In Jeff's mind thoughts were tumbling as he ran—hopeless thoughts, uneasy thoughts. As he had ridden up, little chinks had fallen into place in his mind. Little spaces that he had never understood suddenly began to make sense, adding up to questions, big questions. It was too pat, too easy that Conroe should come in here and vanish as if he had never been alive. Things didn't happen that way, not even for Conroe.

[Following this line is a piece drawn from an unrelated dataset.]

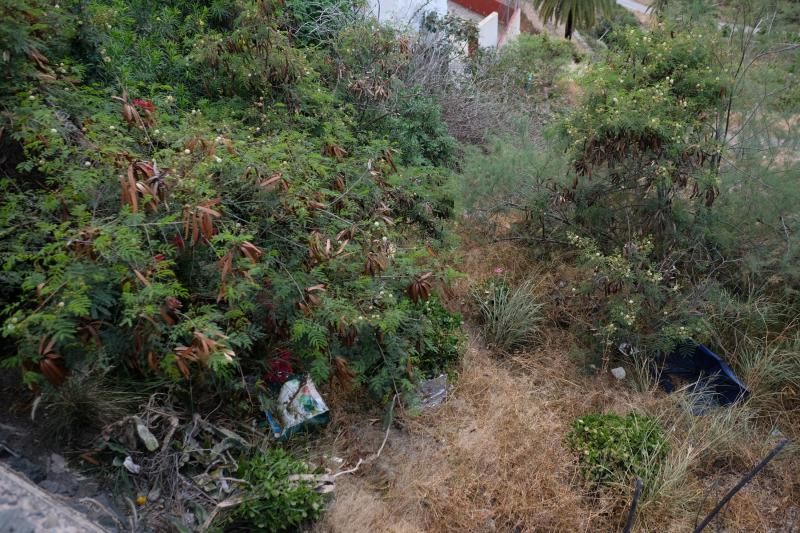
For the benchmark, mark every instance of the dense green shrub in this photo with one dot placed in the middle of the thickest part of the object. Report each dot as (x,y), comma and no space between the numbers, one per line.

Other things came into focus, slowly, flickering briefly through his mind—things that had happened years before, things that seemed, suddenly, to mean something. Then, just as they came into focus, they flickered back out of reach again. They were incidents like the night in the gambling room; like the night in the nightclub with the dancer swaying before him; like the sudden, shocking jolt that had awakened him from the depths of hypnosis and driven him face-first into a stone wall; things like the curious viciousness of his hatred for Paul Conroe—a hate that had carried him to the ends of the earth. But now that hate lay stalemated, and new and more frightening information threatened to descend on him.

What did it mean?

Jeff felt the uneasiness crystallize into real fear. He broke into a run down the corridor toward his room. Fear pounded through his mind, suddenly, unreasonably. He tore open the door, fell inside, closed it tight behind him before snapping on the lights.

The room was empty. The coffee pot still stood on the little table. It was still hot, still steaming. Blackie was gone and a cigarette still burned on the edge of the tray.

He had to get out! He knew it then, knew that was at the bottom of the unreasonable fear. The bell was still clanging in the hallway, loudly piercing the still air of the room. He had to flee while he could. Instinctively now he knew that he'd never find Paul Conroe in the Center, never in a thousand years of searching. The fear grew stronger, a little voice screaming in his ear, "Don't wait. Run, run now, or it's too late."

He tore open his foot locker, stared at the empty hooks. The locker was cleaned out, empty of every stitch of clothing. His bag was gone, his shoes, his coat.

It's too late. Don't wait.

His pulse pounded in his temples and a sweat broke out on his forehead. The escalator! If he could get to it, then make the turn into the next corridor, and get a jitney car.... It was the only way to get out and he had no choice. Panting, he broke out into the hall once again, ran pell-mell down the corridor toward the escalator. Then, when he was almost there, a wire cage slammed down across the corridor and blocked his path completely.